What is PFXF and Why Preferred Securities?
The VanEck Vectors Preferred Securities ex Financials ETF (PFXF) offers investors differentiated exposure to the U.S.-listed preferred securities market by tracking an index that excludes securities issued by financial companies, which historically have dominated broad-based preferred indices. Preferreds are hybrid securities that can offer investors a unique mix of both bond and equity like features. They have seen growing interest as of late, particularly for their potential high income profile as they may offer greater yield than that of a company’s common equity and senior debt. Additionally, preferreds have generally exhibited low correlations with equities and traditional fixed income instruments making them a useful diversifier in portfolios. Many investors use preferreds as a complement to their portfolio’s core fixed income allocation alongside or, in place of high yield debt. For more information on PFXF, visit the product webpage here.
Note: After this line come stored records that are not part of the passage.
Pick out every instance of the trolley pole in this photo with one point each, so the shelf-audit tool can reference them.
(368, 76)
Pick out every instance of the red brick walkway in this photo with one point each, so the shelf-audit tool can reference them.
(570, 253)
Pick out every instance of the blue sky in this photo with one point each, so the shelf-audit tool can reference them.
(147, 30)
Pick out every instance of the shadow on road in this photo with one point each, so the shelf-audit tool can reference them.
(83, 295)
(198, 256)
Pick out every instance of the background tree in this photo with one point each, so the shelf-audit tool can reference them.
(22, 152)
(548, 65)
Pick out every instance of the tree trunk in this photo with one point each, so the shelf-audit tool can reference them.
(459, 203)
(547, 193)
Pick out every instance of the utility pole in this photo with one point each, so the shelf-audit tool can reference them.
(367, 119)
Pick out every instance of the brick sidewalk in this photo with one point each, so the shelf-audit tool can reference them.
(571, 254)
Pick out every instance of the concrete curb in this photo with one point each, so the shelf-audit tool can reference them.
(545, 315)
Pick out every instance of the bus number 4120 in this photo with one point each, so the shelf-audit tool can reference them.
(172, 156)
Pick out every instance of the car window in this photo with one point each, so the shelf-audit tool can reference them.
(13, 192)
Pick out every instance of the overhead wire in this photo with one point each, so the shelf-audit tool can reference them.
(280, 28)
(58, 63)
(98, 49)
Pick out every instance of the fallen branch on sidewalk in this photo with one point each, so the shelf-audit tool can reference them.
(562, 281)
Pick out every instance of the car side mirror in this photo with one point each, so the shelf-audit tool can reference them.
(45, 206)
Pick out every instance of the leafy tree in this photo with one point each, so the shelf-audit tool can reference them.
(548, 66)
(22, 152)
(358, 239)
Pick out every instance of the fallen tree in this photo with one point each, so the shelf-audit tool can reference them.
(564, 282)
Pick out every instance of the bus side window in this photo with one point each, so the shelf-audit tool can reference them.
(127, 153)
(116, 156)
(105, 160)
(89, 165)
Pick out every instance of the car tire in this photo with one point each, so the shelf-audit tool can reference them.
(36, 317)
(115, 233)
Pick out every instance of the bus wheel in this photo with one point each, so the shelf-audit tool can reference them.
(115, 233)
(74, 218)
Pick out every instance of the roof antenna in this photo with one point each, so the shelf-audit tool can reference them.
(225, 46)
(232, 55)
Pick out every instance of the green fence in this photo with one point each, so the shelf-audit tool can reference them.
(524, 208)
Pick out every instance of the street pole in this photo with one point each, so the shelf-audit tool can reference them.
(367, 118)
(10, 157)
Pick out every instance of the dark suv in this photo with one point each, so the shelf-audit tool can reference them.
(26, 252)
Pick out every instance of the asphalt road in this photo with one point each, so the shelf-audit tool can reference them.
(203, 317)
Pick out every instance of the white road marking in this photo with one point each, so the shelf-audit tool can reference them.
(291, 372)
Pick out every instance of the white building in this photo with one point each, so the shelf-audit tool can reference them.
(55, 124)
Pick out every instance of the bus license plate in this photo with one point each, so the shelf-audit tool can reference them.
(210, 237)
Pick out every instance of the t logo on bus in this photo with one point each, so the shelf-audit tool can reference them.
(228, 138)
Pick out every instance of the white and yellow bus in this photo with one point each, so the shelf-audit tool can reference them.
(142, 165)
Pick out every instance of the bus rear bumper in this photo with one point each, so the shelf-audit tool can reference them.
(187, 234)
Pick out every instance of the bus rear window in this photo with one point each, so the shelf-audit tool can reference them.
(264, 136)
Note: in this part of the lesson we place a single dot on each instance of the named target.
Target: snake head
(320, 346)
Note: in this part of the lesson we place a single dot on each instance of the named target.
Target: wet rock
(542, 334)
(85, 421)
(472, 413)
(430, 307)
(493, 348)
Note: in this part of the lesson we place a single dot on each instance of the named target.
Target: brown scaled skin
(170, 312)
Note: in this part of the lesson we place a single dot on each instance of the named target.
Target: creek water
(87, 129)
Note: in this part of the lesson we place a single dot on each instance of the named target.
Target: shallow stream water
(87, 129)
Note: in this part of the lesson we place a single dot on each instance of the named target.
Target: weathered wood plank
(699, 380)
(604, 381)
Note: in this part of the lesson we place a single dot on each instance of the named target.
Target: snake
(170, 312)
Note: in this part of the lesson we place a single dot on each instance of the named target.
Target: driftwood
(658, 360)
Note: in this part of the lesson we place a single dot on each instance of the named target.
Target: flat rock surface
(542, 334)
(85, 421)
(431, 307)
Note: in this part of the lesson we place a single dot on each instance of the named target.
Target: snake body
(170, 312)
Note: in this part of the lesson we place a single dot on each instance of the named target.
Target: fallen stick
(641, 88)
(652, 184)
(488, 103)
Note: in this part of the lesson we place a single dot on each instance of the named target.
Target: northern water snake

What are Hybrid Securities?
Preferreds are considered hybrid securities (hybrids), meaning they have characteristics of both equities and traditional debt. Hybrids may give investors a fixed or floating rate of return and may pay returns as interest or as dividends. Some hybrids return their face value to the holder when they mature and others are considered perpetual, paying the holders for as long as the company is in business. There are many types of hybrid securities, but beyond traditional preferred stock, one of the more common types of hybrids are exchange-traded convertibles which, have some features of an ordinary bond, like a consistent income stream, but can also be converted into a predetermined number of common stock in the issuing company. This convertible feature allows the holder to benefit from rising share prices in the underlying stock.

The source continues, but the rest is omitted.